A long time ago I wrote that I don’t like E-mails if they potentially contain something negative. Like a good ostrich I prefer sticking my head in the sand and hoping the bad stuff goes away. Guess what? Ostriches don’t actually stick their head in the sand, and E-mails don’t go away.

You've got mail! The horror!!!

You’ve got mail! The horror!!!

I had one again. Full of potential misery. Or potential happiness.

It was about a month ago. I was sitting in a café, pretending to practice my Spanish (it was a language café), but secretly just having a cerveza (that’s Spanish for beer). I got to talking to someone and she asked what I did. Somehow we got to that I was also busy writing a book.
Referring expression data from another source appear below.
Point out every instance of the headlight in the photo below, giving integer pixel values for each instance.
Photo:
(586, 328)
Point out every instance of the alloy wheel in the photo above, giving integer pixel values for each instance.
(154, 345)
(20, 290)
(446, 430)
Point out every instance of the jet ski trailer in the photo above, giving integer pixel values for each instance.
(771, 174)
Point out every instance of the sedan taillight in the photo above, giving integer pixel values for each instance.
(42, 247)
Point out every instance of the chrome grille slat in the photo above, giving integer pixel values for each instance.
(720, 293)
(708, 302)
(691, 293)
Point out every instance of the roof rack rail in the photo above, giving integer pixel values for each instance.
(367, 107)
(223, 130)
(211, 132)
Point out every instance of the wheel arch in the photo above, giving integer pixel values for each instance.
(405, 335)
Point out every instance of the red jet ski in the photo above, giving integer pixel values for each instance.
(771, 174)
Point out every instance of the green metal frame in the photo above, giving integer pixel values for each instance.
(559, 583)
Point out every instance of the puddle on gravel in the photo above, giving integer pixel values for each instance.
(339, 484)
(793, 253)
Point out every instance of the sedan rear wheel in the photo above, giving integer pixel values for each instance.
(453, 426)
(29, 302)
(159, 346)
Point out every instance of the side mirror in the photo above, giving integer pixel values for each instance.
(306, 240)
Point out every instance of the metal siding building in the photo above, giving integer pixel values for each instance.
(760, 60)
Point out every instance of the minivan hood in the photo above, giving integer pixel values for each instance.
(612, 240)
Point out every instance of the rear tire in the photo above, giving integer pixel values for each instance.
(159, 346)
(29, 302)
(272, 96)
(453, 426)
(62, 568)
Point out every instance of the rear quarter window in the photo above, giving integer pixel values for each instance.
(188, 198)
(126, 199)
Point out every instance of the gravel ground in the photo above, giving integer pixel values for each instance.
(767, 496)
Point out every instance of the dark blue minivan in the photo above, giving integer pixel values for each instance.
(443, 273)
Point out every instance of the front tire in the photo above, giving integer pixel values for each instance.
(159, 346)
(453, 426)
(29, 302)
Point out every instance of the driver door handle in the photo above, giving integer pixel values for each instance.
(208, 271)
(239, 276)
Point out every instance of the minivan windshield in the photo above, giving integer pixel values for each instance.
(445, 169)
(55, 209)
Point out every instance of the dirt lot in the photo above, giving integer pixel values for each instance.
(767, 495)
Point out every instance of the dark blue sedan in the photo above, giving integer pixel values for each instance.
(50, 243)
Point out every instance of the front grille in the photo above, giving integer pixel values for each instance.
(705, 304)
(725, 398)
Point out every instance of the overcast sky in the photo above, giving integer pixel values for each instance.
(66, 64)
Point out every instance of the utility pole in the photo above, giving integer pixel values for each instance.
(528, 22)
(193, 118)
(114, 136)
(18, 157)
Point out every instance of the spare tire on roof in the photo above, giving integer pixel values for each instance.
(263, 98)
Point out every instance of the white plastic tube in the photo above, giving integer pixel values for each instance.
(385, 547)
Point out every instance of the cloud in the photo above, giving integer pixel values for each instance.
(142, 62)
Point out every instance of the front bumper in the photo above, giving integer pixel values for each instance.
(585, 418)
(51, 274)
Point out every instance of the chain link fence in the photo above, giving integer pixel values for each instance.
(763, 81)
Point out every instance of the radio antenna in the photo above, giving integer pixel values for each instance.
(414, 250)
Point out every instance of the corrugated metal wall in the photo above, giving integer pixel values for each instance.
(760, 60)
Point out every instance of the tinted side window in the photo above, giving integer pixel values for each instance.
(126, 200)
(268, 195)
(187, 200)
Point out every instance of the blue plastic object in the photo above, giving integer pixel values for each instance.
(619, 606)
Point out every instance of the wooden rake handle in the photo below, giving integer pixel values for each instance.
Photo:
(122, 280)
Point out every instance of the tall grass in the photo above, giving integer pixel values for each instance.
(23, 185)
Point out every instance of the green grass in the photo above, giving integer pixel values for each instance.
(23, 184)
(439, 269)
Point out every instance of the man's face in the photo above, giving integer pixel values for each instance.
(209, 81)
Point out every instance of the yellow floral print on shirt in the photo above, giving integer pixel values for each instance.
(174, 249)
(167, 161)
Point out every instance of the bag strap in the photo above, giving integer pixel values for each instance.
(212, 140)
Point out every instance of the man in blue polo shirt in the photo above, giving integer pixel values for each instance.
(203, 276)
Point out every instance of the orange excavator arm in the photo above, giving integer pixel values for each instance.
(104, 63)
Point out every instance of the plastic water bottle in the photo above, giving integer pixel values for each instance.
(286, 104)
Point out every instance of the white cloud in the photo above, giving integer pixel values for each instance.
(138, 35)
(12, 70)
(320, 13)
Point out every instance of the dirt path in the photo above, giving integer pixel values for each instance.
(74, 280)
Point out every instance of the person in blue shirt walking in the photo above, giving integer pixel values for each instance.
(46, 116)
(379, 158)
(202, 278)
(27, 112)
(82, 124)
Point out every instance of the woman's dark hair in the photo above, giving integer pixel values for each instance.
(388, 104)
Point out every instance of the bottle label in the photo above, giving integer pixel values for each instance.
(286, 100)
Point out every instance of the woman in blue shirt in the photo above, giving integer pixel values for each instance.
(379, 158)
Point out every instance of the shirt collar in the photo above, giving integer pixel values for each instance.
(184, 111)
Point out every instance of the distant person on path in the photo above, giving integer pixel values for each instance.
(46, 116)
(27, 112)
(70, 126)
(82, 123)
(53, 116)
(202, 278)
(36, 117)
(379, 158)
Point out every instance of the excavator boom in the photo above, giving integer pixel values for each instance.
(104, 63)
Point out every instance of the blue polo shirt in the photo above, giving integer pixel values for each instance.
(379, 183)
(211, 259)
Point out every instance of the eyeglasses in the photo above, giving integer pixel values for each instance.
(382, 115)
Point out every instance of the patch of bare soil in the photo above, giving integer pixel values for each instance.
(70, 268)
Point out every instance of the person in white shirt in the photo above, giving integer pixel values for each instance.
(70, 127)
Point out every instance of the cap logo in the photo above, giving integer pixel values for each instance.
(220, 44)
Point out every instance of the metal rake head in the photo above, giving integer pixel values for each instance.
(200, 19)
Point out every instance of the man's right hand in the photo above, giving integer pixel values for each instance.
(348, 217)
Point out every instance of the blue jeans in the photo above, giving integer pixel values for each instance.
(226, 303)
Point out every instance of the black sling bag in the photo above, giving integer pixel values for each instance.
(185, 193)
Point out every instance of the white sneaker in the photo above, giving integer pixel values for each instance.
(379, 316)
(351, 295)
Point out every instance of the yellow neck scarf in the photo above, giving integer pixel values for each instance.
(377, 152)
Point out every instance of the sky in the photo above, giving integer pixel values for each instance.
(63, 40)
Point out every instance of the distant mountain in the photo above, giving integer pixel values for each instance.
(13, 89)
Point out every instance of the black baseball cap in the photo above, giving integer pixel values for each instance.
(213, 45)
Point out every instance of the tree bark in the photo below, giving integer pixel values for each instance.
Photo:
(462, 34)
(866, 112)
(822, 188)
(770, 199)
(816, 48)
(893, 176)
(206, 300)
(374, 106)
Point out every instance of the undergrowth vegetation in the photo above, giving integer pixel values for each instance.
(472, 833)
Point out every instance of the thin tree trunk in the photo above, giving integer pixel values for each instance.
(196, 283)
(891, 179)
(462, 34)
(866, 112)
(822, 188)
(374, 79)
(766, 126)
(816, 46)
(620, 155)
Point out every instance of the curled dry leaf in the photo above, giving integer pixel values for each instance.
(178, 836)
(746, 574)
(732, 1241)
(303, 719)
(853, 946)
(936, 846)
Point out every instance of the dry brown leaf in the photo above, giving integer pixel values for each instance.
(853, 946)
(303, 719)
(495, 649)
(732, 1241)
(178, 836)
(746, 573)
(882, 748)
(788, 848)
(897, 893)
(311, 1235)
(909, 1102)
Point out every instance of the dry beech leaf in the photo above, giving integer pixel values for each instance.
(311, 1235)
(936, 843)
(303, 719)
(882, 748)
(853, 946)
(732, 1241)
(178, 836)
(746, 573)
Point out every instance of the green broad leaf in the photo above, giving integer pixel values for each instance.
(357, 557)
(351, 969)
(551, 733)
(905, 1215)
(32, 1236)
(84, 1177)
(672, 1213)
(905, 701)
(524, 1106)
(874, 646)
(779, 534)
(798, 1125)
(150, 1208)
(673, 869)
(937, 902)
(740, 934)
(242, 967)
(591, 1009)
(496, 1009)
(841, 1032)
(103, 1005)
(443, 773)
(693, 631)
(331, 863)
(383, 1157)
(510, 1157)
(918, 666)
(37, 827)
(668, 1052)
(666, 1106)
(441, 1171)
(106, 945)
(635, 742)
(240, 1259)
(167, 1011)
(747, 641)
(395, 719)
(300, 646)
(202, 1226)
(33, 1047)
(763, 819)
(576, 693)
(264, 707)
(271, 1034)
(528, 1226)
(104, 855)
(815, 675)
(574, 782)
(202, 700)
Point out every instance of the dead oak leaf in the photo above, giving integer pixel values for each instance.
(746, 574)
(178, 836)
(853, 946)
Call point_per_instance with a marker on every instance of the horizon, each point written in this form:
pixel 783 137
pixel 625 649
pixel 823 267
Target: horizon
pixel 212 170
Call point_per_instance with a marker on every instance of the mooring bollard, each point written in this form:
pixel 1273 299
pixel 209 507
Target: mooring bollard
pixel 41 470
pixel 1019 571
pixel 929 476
She loved fantasy books and would really like to read what I had. I directed her to my first chapter (which can be found here) assuming it would be done after that.

I got a message asking whether she could read the rest.

Well…

I didn’t know this person. None at all. She seemed nice enough, but that was it. And she wanted to read my (unfinished) book. The work of my heart, the torment of my soul. Just like that… The audacity!

That I didn’t know her actually made it a lot easier to say “yes”. If she hated it, it was just some random stranger that I didn’t care about anyway (or so I would tell myself). I sent my finished (first draft) chapters. And then I waited.

It took a while, but I got her E-mail.

And then it took a while longer for me to actually open it.

Feedback for me is both great and horrible. Great because it really allows you to “see” a part of yourself that you would never otherwise see because it’s so damned in your face. Horrible because it’s a (potential) confrontation with your shortcomings. And I love pretending that I don’t have shortcomings…
It’s silly. Reality won’t change one bit whether I opened that mail or not. Except that I would know… Know what she thought of it. Know how horribly bad it was according to her… Or perhaps how much she loved it… Or how it made her want to vomit, just reading the drizzle that I dared call a book… Or… (I could go on like this for a while).

I opened the mail.

The truth of course was somewhere in between. Which is the way it should be. She enjoyed it a lot. But there were possible points of improvement.

One small step in writing a book. One giant leap in feeling comfortable with writing a book!